How I simplified the process of working on open source projects



In this article I will tell you how I tried to participate in the development of some major open source project, I hated myself, and then automated the routine and learned to enjoy life. Details - under the cut.







Why is this even necessary?



Typically, developers want to participate in the open source community for several reasons. Here are some (and probably not all) of them:









I was always primarily attracted by the opportunity to learn something new, to absorb the best practices in software development, but everything else is no less pleasant appendage in this process.







OK, I'm in, where do I start?



The first thing to do is find a task to work on. You are a real lucky one, if you needed to modify some library for your work needs - start a task, discuss with the owners and start implementation! Otherwise, you can refer to the list of open tasks on the project page and pick up something for yourself. Finding the right one is no less important than its implementation, and here it is not so simple. Even if you are an experienced engineer, it may be useful to start with simpler tasks, familiarize yourself with the code base, accepted development processes, and only then take on a bigger feature.







How to find tasks for beginners?



Some time ago, github began to show suitable tasks for beginners.







You can see them by going from the announcement in the header of the issues page







And here is our treasured page







Having settled on these "tools", my usual day began to look like this - I opened the list of projects that I wanted to work on (to keep them handy, I marked them all with little stars), went to the above section or searched through the desired tags through the search, simultaneously searching those that are used in this particular project. Needless to say, going around 40-60 repositories cost a huge heap of strength and quickly bored me. In the process, I became irritable, lost my patience and abandoned this thing. On one of these days, I realized that I could automate the search process and proceeded to compile a TOR.







Requirements





After that, I began to analyze different repositories for the labels used. It turned out that there is a huge bunch of different labels, some of which are unique to specific repositories / organizations. Case-sensitive, I compiled a list of ~ 60 tags







Solution Development



As a tool, I decided to use Kotlin, which was already familiar to me, and implemented the following algorithm: go through all the repositories marked with an asterisk, get all the tasks that fit the requirements, sort by the date of change, discard too old ones and display them. The resulting list is divided by timestamps - for today, for yesterday, for the past week, for the month and everything else - thanks to this it has become much more convenient to use the program on a regular basis.

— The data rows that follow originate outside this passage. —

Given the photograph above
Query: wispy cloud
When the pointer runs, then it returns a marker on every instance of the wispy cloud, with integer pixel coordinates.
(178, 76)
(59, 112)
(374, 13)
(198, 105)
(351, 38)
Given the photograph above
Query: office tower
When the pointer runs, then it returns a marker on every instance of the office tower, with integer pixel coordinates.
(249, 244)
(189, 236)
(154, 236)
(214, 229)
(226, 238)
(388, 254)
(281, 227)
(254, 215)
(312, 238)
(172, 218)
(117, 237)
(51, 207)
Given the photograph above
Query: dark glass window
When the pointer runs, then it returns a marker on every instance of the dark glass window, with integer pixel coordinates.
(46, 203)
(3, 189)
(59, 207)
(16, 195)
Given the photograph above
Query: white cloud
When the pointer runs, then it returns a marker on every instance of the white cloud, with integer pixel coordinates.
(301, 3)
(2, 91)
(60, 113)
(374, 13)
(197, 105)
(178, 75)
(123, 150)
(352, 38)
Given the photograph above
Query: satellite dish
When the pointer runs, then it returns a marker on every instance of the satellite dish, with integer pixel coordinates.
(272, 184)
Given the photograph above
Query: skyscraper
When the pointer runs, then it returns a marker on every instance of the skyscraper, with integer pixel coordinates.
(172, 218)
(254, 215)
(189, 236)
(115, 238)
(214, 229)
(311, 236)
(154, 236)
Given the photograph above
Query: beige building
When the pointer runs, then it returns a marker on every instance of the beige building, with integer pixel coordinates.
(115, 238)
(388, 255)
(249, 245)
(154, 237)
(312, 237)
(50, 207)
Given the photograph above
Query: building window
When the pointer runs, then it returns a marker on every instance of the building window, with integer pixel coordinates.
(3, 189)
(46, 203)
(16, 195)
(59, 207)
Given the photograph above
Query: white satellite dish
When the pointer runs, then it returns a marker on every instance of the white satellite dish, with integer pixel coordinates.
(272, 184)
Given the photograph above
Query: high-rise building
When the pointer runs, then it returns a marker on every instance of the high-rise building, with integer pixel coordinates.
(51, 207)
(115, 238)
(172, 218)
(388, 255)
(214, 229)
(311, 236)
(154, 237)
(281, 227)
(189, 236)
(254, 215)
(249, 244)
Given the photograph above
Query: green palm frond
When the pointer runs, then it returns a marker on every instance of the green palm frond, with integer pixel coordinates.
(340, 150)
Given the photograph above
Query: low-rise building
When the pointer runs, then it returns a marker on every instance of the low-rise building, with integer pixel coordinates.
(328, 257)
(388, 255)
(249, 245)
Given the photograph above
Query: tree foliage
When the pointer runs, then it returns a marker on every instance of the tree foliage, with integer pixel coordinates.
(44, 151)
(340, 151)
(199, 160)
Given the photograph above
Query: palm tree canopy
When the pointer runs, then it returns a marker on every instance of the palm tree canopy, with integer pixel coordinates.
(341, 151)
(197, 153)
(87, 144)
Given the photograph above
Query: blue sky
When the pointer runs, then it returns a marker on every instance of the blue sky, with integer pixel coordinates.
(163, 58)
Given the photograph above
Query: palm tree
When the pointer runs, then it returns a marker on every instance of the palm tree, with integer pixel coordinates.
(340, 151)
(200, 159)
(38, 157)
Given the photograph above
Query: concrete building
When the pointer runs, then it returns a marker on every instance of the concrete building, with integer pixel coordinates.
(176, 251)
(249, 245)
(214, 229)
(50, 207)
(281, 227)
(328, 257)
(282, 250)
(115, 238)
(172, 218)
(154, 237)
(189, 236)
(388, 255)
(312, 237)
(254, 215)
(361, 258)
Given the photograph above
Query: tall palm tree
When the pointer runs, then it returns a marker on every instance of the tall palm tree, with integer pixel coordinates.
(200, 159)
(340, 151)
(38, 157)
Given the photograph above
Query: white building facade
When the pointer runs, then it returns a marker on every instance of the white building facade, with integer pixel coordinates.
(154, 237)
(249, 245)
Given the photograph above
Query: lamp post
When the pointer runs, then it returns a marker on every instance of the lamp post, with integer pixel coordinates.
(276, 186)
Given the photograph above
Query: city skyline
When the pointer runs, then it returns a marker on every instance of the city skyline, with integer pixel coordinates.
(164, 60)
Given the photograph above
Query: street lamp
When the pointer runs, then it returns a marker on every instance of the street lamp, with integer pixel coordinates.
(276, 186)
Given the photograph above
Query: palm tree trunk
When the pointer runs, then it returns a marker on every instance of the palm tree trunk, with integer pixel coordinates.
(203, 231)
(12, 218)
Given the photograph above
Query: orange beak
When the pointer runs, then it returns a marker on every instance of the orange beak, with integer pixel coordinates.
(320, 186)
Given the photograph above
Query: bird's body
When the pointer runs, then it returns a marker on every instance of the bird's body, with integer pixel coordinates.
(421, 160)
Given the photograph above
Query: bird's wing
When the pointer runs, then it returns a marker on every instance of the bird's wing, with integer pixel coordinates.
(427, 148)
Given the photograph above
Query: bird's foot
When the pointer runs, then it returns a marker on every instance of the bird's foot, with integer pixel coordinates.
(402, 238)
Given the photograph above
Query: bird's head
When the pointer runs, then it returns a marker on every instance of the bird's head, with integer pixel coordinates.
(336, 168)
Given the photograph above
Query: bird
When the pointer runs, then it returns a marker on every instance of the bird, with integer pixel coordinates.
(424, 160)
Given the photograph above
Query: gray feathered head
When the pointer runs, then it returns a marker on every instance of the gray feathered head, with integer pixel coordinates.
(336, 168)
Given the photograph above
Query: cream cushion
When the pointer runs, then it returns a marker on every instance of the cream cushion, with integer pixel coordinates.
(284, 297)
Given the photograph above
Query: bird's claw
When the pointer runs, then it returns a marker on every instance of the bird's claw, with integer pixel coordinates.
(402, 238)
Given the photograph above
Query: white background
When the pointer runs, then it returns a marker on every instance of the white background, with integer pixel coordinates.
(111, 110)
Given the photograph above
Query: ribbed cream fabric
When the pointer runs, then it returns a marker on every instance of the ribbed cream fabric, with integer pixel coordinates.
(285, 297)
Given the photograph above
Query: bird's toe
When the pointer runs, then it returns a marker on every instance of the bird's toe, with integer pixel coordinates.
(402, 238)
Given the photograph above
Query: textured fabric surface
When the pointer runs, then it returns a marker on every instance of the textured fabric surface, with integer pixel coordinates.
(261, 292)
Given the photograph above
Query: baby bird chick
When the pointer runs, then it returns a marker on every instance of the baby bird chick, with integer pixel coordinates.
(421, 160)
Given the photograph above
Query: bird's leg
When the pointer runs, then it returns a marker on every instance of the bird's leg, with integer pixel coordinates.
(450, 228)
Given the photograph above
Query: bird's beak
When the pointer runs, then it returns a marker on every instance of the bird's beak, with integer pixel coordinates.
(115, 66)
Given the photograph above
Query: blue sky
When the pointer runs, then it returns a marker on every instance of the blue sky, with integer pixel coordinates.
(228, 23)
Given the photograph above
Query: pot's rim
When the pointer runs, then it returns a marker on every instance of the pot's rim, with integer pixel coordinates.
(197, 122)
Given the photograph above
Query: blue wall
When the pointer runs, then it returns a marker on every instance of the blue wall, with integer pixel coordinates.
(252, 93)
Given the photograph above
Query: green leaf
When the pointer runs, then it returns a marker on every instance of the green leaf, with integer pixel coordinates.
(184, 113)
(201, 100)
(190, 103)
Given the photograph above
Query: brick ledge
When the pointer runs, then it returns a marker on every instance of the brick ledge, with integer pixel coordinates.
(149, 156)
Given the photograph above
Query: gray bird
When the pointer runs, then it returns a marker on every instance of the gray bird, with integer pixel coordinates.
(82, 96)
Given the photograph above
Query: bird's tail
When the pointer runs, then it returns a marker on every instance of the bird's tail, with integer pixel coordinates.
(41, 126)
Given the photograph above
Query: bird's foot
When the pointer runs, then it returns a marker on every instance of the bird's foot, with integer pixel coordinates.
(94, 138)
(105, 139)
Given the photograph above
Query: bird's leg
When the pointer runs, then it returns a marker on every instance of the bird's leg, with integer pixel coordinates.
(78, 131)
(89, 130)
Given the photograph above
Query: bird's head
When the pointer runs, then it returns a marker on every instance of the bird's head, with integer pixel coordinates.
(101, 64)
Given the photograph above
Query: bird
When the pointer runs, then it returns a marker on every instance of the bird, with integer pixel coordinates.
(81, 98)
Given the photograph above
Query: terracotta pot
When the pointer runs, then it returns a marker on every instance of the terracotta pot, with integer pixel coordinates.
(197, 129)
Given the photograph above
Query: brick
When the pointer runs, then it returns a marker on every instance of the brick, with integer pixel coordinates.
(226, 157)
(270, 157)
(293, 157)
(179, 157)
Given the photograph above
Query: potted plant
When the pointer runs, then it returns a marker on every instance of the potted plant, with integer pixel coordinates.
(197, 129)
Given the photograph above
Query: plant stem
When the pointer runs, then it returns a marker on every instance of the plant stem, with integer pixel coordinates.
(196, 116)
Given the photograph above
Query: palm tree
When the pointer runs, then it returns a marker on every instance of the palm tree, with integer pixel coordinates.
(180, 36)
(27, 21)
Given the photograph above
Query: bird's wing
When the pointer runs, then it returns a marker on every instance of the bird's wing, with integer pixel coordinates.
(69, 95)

I decided that at the first stage the application will be a console utility, so the output goes just to stdout.







I wrapped the result in a docker image, expecting that a person is more likely to have docker installed than JRE. The utility does not store any state, so each launch will execute the entire algorithm, and the spent container can be safely removed from the system.

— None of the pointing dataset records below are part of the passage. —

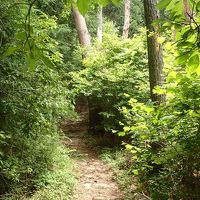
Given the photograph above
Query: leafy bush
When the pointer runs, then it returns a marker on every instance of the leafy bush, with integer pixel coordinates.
(115, 70)
(33, 101)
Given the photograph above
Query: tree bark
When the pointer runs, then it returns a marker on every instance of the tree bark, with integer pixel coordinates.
(155, 57)
(85, 41)
(100, 23)
(81, 27)
(127, 14)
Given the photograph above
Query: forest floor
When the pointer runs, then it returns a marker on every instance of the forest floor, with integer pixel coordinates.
(95, 177)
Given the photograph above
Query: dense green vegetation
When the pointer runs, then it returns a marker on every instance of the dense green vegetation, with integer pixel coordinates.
(43, 70)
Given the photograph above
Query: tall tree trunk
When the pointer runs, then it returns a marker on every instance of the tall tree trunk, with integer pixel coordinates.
(155, 57)
(100, 23)
(81, 27)
(187, 11)
(85, 41)
(127, 13)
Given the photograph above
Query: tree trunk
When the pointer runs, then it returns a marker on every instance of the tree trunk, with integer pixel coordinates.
(127, 13)
(81, 27)
(100, 23)
(155, 57)
(85, 41)
(187, 11)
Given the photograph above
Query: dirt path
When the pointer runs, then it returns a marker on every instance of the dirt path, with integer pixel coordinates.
(95, 181)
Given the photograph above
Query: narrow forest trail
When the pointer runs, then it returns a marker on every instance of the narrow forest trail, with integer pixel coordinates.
(95, 177)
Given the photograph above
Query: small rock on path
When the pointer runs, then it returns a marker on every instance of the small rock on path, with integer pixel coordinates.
(96, 179)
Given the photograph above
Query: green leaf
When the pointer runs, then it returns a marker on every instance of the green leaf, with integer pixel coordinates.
(193, 64)
(129, 147)
(104, 2)
(83, 6)
(47, 61)
(163, 3)
(116, 2)
(31, 61)
(127, 128)
(135, 171)
(198, 7)
(10, 51)
(121, 134)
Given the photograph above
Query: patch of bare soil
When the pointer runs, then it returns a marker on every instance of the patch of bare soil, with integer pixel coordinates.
(96, 179)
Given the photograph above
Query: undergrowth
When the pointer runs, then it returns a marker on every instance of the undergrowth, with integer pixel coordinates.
(55, 183)
(119, 160)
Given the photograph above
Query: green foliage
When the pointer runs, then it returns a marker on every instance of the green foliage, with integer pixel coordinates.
(165, 140)
(116, 14)
(33, 100)
(118, 160)
(115, 70)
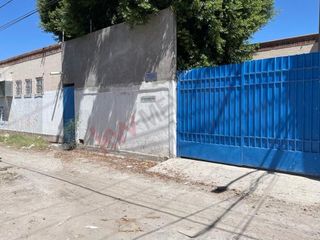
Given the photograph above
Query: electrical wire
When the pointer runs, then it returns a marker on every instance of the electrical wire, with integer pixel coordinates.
(23, 17)
(6, 3)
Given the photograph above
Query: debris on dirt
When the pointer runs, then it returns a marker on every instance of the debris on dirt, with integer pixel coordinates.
(7, 177)
(128, 225)
(92, 227)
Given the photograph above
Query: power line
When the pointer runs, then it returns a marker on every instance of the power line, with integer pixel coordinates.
(23, 17)
(6, 3)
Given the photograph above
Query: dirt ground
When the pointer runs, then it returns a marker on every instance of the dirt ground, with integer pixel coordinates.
(77, 195)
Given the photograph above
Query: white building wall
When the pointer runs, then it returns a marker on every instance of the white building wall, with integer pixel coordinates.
(35, 114)
(286, 51)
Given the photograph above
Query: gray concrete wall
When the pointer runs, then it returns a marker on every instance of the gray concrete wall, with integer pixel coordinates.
(116, 107)
(121, 55)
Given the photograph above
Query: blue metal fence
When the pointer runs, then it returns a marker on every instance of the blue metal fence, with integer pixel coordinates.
(263, 114)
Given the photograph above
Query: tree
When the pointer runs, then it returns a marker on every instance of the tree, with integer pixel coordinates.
(210, 32)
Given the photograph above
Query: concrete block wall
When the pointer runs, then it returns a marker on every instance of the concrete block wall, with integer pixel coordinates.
(125, 86)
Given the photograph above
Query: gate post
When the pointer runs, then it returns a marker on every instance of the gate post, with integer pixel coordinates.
(242, 108)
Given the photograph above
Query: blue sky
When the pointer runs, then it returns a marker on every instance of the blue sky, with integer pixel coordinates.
(294, 17)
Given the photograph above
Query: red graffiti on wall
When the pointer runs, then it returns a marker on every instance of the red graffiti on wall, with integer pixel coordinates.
(111, 139)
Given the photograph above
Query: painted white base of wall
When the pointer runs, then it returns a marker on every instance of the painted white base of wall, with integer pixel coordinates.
(38, 115)
(140, 119)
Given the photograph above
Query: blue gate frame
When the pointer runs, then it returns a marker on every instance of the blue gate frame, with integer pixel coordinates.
(68, 115)
(262, 114)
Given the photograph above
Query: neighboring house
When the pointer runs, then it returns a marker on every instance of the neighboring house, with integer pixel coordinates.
(120, 82)
(31, 100)
(288, 46)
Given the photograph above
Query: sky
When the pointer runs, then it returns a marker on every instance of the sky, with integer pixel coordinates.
(293, 18)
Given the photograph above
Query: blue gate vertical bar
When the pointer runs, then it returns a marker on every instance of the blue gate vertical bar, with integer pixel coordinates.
(68, 115)
(263, 114)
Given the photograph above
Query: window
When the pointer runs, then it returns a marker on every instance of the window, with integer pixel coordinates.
(1, 114)
(28, 88)
(39, 86)
(18, 88)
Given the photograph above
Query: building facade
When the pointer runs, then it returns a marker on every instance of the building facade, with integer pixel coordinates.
(125, 86)
(34, 103)
(288, 47)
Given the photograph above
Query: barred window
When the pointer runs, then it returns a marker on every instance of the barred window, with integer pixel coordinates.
(39, 86)
(18, 88)
(28, 87)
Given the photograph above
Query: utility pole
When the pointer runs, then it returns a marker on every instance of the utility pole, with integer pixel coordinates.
(319, 27)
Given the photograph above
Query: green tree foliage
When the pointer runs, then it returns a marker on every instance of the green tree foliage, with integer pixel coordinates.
(210, 32)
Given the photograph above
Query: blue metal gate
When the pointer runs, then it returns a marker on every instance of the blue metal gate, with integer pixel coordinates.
(68, 115)
(263, 114)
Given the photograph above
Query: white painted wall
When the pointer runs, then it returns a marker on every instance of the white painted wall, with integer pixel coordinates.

Here's how the program works:







image







Request Limit



Accessing the third-party API is a classic example of an io-intensive task, so it was naturally decided to start loading data into several streams. Through trial and error, I met the limitations of the Github API. Firstly, with a large number of threads, the anti-abuse check on the Github side was triggered and I had to stop at 10 threads by default, with the possibility of configuration via input arguments.

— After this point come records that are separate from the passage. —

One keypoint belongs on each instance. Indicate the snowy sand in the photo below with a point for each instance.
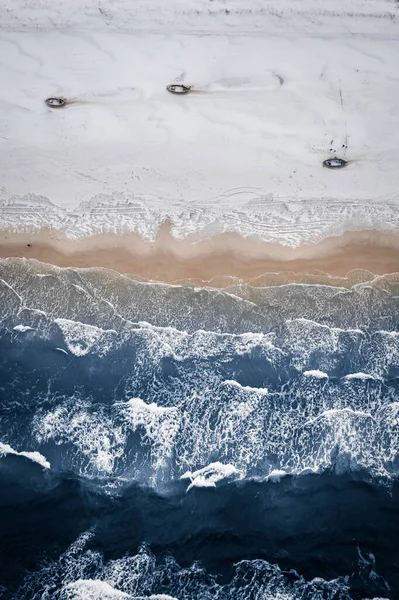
(278, 88)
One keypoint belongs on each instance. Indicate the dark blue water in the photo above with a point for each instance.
(169, 442)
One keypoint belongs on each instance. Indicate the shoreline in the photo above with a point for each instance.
(214, 261)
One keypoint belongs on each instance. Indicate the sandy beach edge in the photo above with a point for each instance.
(213, 261)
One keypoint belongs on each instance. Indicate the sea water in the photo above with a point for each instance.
(171, 442)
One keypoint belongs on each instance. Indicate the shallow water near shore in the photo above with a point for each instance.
(197, 442)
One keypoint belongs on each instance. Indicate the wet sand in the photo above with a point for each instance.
(213, 261)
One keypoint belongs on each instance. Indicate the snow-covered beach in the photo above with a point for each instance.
(277, 89)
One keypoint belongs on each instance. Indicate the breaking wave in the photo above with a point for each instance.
(140, 402)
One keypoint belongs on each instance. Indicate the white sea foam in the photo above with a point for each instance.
(362, 376)
(23, 328)
(138, 577)
(34, 456)
(276, 475)
(245, 388)
(316, 374)
(82, 338)
(210, 475)
(91, 590)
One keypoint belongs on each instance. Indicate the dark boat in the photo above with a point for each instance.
(335, 163)
(178, 88)
(55, 102)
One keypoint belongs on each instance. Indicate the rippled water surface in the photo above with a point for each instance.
(175, 442)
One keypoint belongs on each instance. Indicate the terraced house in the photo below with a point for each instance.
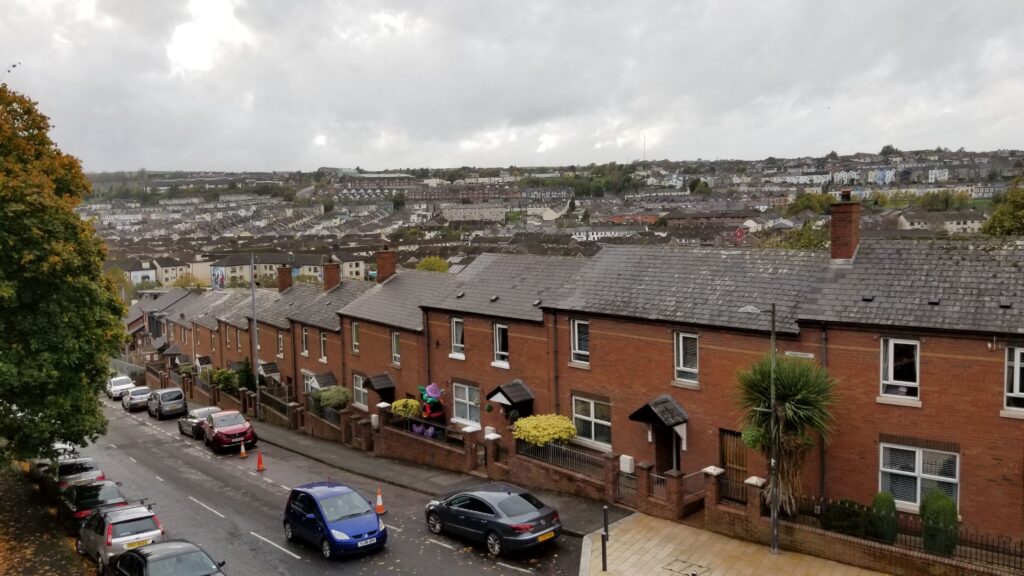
(641, 346)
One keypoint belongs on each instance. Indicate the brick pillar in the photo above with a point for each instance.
(610, 477)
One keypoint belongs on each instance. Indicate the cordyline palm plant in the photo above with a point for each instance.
(804, 393)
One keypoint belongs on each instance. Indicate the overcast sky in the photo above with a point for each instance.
(298, 84)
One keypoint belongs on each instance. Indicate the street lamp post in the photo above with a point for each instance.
(773, 494)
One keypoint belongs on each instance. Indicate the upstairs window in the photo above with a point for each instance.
(686, 357)
(501, 344)
(900, 368)
(1015, 377)
(458, 338)
(581, 340)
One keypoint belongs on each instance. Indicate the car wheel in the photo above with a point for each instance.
(434, 523)
(494, 544)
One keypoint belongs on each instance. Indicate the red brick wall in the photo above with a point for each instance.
(527, 361)
(311, 361)
(375, 358)
(961, 393)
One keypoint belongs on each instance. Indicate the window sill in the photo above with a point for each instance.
(1015, 413)
(898, 401)
(688, 384)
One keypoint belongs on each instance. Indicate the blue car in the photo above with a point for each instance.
(334, 518)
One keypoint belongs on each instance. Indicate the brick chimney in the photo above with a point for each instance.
(332, 275)
(284, 278)
(386, 261)
(845, 229)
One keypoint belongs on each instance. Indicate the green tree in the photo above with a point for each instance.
(804, 394)
(59, 316)
(432, 263)
(1008, 218)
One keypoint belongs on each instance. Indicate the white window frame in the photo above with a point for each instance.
(466, 403)
(592, 418)
(580, 356)
(501, 359)
(359, 392)
(886, 364)
(458, 347)
(918, 474)
(683, 373)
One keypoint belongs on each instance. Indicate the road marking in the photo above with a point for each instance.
(510, 567)
(206, 506)
(286, 550)
(439, 543)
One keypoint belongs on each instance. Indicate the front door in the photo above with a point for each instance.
(666, 449)
(732, 454)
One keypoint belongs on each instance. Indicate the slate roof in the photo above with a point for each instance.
(695, 285)
(892, 283)
(517, 280)
(396, 301)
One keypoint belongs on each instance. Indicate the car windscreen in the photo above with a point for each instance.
(518, 504)
(69, 468)
(189, 564)
(343, 505)
(228, 420)
(137, 526)
(90, 495)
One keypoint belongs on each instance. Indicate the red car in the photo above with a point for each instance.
(226, 429)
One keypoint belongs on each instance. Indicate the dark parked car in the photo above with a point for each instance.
(333, 518)
(226, 429)
(192, 423)
(79, 502)
(171, 558)
(502, 516)
(168, 402)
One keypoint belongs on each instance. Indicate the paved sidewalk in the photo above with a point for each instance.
(580, 516)
(643, 544)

Secondly, there is a limit on the number of requests - they can be made no more than 5000 per hour. With this restriction, everything is much more complicated, since when passing multiple tags to a search query, Github puts a logical 'And' between them and, given the number of tags in the list, it will find nothing with almost 100% probability. Faced with a big waste of calls to the API, I began to make an additional request for all the tags that are in the project, take the intersection with my list and piece by piece request tasks only for these tags. By adding 1 request to each repository, I got rid of 50-55 extra requests (the more tags the program supports, the more extra requests) for tasks on tags that do not exist for the repository.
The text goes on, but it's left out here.